Spending as a percentage of GDP beyond the Marshall Plan that rebuilt Europe after World War II is what the European economy needs to revive itself and compete with the US and China, Mario Draghi in the long-awaited report on the European economy.
In the introductory section of the 400-page report, Italy’s former central banker and prime minister stresses that the bloc needs additional investment of 750-800 billion a year, or up to 5% of GDP, to transform its economy.
In order to cover these costs, Europe should issue regular issues of common bonds.
“The private sector is unlikely to be able to finance the lion’s share of this investment without the support of the public sector”Draghi wrote, adding that “some common funding will be needed to invest in key European public goods such as breakthrough innovation”. He reiterated the call for a common secure asset and common EU funding to support “European public goods” such as common energy infrastructure and common defense procurement, as well as new EU-level contributions to fund more effective spending through the public budget.
The main points
The European Commission asked Draghi a year ago to draft the report on how the EU will keep its greener and more digital economy competitive in an era of increased global friction.
EU countries have already responded to the new data, Draghi’s report said, but their effectiveness is limited by a lack of coordination.
Dear Mario Draghi, a year ago, I asked you to prepare a report on the future of Europe’s competitiveness.
No one was better placed than you to take up this challenge.
Now, we are eager to listen to your views ↓
https://t.co/aHjnX6Si5D— Ursula von der Leyen (@vonderleyen) September 9, 2024
Different levels of subsidies between countries distort the single market, fragmentation limits the scale needed to compete globally and EU decision-making is complex and slow.
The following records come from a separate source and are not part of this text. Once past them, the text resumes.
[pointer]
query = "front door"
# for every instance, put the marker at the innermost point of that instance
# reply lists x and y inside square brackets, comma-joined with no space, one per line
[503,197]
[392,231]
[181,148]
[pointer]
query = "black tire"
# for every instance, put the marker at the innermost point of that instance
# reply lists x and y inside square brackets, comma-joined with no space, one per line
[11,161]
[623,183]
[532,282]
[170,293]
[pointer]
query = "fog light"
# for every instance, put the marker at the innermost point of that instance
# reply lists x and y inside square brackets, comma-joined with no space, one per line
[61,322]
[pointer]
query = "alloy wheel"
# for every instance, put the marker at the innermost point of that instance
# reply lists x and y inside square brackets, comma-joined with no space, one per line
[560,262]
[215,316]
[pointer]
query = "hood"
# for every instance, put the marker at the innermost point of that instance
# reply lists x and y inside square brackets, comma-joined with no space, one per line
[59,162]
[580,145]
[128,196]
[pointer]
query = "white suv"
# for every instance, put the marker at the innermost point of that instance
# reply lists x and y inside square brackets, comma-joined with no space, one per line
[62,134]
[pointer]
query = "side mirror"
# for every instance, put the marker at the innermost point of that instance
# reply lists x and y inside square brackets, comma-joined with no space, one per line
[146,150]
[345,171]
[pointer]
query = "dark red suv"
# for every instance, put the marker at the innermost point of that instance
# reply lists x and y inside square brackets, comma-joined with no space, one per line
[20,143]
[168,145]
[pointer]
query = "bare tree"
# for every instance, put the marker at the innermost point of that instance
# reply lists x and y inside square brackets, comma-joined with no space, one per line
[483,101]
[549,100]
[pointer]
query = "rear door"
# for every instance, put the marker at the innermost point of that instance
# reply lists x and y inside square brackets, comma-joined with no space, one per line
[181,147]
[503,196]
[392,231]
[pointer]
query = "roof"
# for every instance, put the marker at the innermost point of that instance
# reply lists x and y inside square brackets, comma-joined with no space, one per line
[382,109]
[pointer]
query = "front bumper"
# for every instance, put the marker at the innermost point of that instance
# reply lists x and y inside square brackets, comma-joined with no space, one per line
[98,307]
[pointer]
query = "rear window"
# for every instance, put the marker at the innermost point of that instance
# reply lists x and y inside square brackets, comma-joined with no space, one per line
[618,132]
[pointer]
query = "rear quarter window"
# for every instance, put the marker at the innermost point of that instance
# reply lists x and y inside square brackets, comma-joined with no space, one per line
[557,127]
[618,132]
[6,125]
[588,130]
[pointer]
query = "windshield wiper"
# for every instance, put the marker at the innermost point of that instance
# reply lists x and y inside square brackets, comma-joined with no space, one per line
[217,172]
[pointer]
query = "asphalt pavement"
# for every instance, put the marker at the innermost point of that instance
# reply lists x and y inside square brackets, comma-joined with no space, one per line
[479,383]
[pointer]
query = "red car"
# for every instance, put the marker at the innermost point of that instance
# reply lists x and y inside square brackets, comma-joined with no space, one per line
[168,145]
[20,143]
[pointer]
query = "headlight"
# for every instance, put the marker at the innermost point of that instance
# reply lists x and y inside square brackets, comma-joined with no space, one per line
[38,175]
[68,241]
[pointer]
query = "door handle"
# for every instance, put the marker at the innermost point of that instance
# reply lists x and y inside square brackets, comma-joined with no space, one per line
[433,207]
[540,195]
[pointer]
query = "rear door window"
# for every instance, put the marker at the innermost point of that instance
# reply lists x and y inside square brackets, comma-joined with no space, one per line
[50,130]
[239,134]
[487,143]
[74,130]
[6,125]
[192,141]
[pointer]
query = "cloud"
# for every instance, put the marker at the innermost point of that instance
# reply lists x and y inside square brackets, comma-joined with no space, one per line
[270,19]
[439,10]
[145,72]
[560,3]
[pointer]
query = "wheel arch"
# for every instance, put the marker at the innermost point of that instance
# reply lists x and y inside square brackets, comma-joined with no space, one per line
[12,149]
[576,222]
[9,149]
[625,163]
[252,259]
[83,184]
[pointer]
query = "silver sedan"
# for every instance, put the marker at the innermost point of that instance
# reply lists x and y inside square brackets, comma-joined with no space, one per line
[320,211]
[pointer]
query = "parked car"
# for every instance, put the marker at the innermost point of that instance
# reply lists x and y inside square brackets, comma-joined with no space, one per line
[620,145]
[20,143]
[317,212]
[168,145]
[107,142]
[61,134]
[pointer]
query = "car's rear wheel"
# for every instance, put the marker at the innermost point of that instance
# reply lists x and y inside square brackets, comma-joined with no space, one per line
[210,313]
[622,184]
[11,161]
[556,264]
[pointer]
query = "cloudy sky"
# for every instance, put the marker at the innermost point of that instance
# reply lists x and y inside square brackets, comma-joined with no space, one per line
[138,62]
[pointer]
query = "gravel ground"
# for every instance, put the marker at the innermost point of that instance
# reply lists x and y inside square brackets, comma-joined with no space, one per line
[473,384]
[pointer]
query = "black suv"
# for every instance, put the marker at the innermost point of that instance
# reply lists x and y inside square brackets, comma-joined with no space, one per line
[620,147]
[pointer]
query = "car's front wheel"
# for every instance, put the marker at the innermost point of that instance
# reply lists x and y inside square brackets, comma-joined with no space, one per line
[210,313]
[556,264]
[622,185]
“It will require refocusing the EU’s work on the most pressing issues, ensuring effective policy coordination behind common objectives and use existing governance processes in a new way that will allow Member States that want to move faster to do so”the report states.
He urged the bloc to develop its advanced technologies, create a plan to meet its climate goals and strengthen defense and security of critical raw materials, calling the project an “existential challenge.”
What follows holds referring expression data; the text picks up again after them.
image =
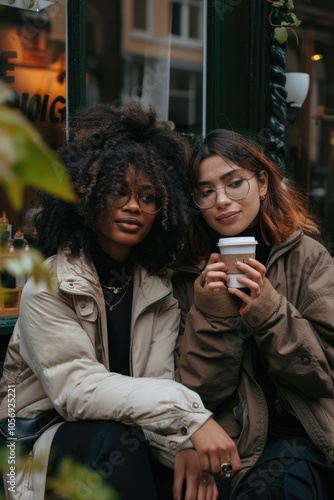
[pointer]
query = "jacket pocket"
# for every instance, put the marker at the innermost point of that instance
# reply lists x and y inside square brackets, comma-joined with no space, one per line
[85,308]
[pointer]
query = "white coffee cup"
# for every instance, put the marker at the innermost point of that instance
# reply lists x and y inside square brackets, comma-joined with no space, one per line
[240,249]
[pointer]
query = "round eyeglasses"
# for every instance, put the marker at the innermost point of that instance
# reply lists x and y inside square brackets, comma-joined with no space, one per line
[235,188]
[147,199]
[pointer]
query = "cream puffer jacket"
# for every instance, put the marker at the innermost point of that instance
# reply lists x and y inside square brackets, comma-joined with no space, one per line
[58,358]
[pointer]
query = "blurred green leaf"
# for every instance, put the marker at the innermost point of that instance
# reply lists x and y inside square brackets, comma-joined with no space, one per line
[281,35]
[25,160]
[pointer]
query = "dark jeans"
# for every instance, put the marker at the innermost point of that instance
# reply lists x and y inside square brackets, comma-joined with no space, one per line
[289,469]
[114,455]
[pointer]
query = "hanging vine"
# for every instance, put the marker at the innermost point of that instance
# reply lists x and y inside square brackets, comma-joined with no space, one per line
[283,19]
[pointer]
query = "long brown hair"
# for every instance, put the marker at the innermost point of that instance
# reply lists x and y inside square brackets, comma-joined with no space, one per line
[284,208]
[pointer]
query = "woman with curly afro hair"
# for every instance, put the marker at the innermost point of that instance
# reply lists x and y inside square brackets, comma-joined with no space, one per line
[93,358]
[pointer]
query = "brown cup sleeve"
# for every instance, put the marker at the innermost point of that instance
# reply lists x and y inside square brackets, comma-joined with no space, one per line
[231,259]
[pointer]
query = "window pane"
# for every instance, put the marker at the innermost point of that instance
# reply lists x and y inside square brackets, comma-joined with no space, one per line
[163,67]
[194,23]
[176,18]
[139,14]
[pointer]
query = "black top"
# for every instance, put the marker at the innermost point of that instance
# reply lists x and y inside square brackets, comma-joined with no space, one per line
[116,274]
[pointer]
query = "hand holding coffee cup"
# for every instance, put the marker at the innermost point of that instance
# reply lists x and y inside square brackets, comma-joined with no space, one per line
[238,249]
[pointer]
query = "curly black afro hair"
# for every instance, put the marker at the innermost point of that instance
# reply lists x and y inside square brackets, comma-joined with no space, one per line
[106,139]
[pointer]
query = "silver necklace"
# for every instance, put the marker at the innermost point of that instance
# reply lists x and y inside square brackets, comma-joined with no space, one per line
[117,289]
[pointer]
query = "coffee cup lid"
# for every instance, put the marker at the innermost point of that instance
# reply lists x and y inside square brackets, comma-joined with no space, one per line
[238,240]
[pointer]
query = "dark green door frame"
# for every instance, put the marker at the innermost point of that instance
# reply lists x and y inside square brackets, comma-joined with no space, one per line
[245,75]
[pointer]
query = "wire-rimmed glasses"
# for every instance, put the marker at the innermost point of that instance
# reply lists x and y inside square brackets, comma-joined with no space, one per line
[148,200]
[236,188]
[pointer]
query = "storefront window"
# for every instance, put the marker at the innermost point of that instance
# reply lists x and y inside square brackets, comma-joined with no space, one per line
[33,63]
[310,133]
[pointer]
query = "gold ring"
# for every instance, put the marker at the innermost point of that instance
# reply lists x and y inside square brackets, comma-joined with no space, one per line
[226,469]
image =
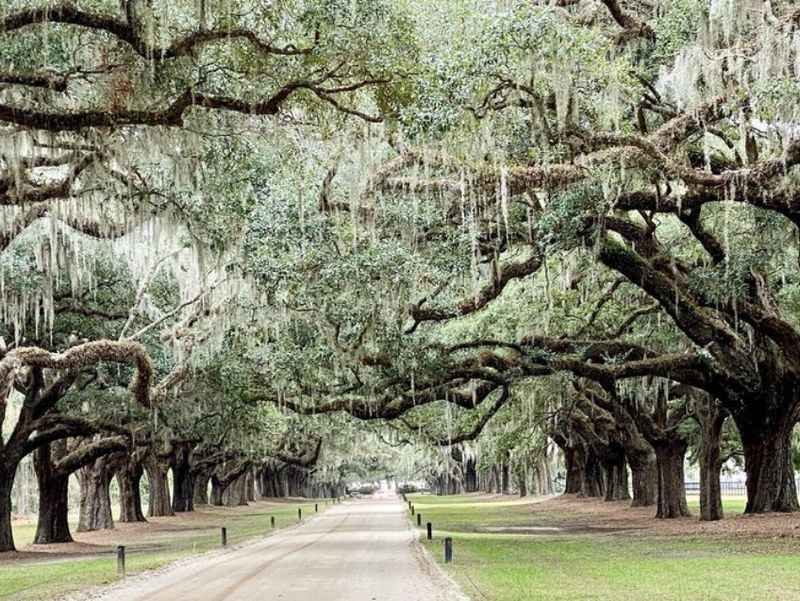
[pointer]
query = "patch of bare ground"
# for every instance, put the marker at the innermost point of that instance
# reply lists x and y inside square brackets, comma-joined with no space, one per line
[576,515]
[155,533]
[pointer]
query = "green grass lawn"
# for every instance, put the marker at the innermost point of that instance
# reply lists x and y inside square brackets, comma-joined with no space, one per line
[602,567]
[40,581]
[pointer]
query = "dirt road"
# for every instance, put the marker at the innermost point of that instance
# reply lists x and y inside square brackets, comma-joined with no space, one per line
[357,551]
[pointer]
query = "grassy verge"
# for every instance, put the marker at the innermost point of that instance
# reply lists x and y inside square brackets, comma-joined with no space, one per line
[147,549]
[602,567]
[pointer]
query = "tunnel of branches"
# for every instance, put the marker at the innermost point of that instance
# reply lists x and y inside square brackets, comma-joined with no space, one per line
[268,249]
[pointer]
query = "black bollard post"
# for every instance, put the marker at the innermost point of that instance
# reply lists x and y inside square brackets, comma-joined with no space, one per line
[121,561]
The European Union needs a much more coordinated industrial policy, faster decisions and massive investment if it is to keep pace economically with its rivals the United States and China, he said.
He warned that the EU’s economic growth was “persistently slower” than in the US, calling into question the bloc’s ability to digitize and liberalize the economy fast enough to compete with its rivals to the east and west. “If Europe cannot become more productive, we will be forced to choose. We will not be able to become, immediately, a leader in new technologies, a beacon of climate responsibility and an independent player on the world stage,” he wrote in the report. “We will have to scale back some, if not all, of our ambitions.”
Energy, capital markets and telecommunications
The report comes as European leaders become increasingly aware of a loss of competitiveness against the bloc’s main rivals, in part due to Europe’s energy dependence and shortage of raw materials. Meanwhile, the EU continues to be hampered by the inability of its telecommunications and defense industries to exploit economies of scale and be better prepared for a more agile security posture.
The EU has also so far failed to put forward a roadmap to reduce barriers to its capital markets to mobilize billions of euros across its borders needed to accelerate the development of clean technologies to meet its ambitious green goals or to create the next generation of technology champions.
Significant is Draghi’s call for more consolidation in the telecommunications industry, which he said is “needed to deliver higher rates of investment in connectivity.” He also proposed an adjustment of the EU’s competition policy so that it “does not become an obstacle” to the bloc’s industrial goals. In particular, it called for new assessments on technology deals that would look at how certain deals could boost innovation in Europe, as well as further loosening of EU safeguards for state aid in strategically important sectors.
The statements of Ursula von der Leyen
The president of the European Commission, Ursula von der Leyen, prefaced the presentation of the report by Mario Draghi, made three points.
“First, to be competitive, we must master the clean and digital transition. We laid the groundwork for that, as you know, the clean and digital transition, in my first term. Now it’s time to implement it. We need to support our industry to decarbonise through innovation and turn this into a competitive advantage. That is why we must act with all the main levers at our disposal: reduce energy prices, mobilize public and private investment, improve the business environment and reduce unnecessary bureaucracy.
»Secondly, we strongly agree that we need more skills because technologies are only as good as the people who design them, produce them and of course operate them. We need to increase investment in skills and get more people into the workforce, equipped with the skills needed for the clean and digital transition.
»Finally, let’s not forget that to be competitive, we must be resilient. We have been through multiple shocks in recent years and are working to build stronger industrial value chains, especially in terms of security of supply. Key concepts here are access to critical raw materials and key components, robust energy and digital networks, to name just a few.”